US shale oil production.
International Energy Agency and Fitch Ratings warn about the impact of rising US production on oil prices. Reuters

Oil benchmarks remained broadly flat on Monday (6 March) after an International Energy Agency (IEA) official and Fitch Ratings each warned of a fresh oil supply glut.

At 9:26pm GMT, the West Texas Intermediate (WTI) front-month futures contract was down 0.26% or 14 cents at $53.19 per barrel, while the Brent contract for delivery in May was up 0.14% or 8 cents at $55.98 per barrel.

The downside drag on oil prices of higher US crude production being cancelled out by the upside risk of Opec and non-Opec production cuts has meant that oil benchmarks have barely budged from the current mid-$50 prices, and have shown little appetite for a climb to $60.

Speaking at CERAWeek in Houston, Texas, USA, Dr Fatih Birol, executive director of the International Energy Agency said: "We are witnessing the start of a second wave of a US shale oil glut. This second wave is unmistakable. Of course, there is a risk that oil prices could be heading lower."

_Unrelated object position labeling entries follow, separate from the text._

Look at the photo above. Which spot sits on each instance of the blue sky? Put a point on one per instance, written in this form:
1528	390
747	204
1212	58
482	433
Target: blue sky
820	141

Meanwhile in a note to its clients, ratings agency Fitch also said the recovery in US drilling activity will drive up shale oil production in the second half of 2017, "offsetting a portion of recent oil price gains.

"US rig counts have nearly doubled from their lows in May 2016, which has contributed to a rebound in crude production stateside to over nine million barrels per day (bpd). We expect this upswing in production to continue throughout 2017 due to the rise in rig activity, increased capital expenditure budgets, and the roughly two- to four-month lag between spudding shale wells and production," the agency noted.

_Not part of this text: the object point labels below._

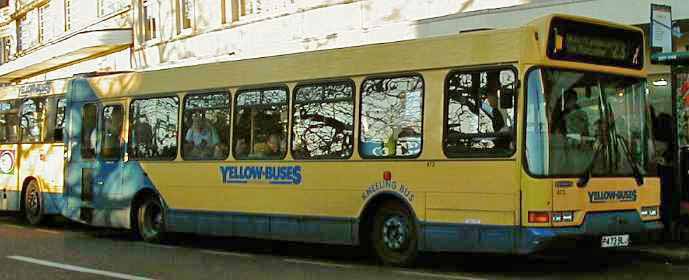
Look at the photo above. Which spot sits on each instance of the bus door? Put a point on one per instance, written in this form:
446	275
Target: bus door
108	173
9	137
82	138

Fitch's current base case Brent price assumption is for $52.50 per barrel in 2017, while its WTI price assumption is for $50 per barrel. However, the agency's base case does not factor in the effects of "a potential US border adjustment tax" proposed by President Donald Trump.

On a related note, Russian energy minister Alexander Novak told CERAWeek earlier in the session that the Kremlin will achieve a 300,000 bpd production cut by the end of April. However, Novak said Russia will not decide on extending its production cut deal with Opec and 10 other non-Opec producers until the middle of 2017.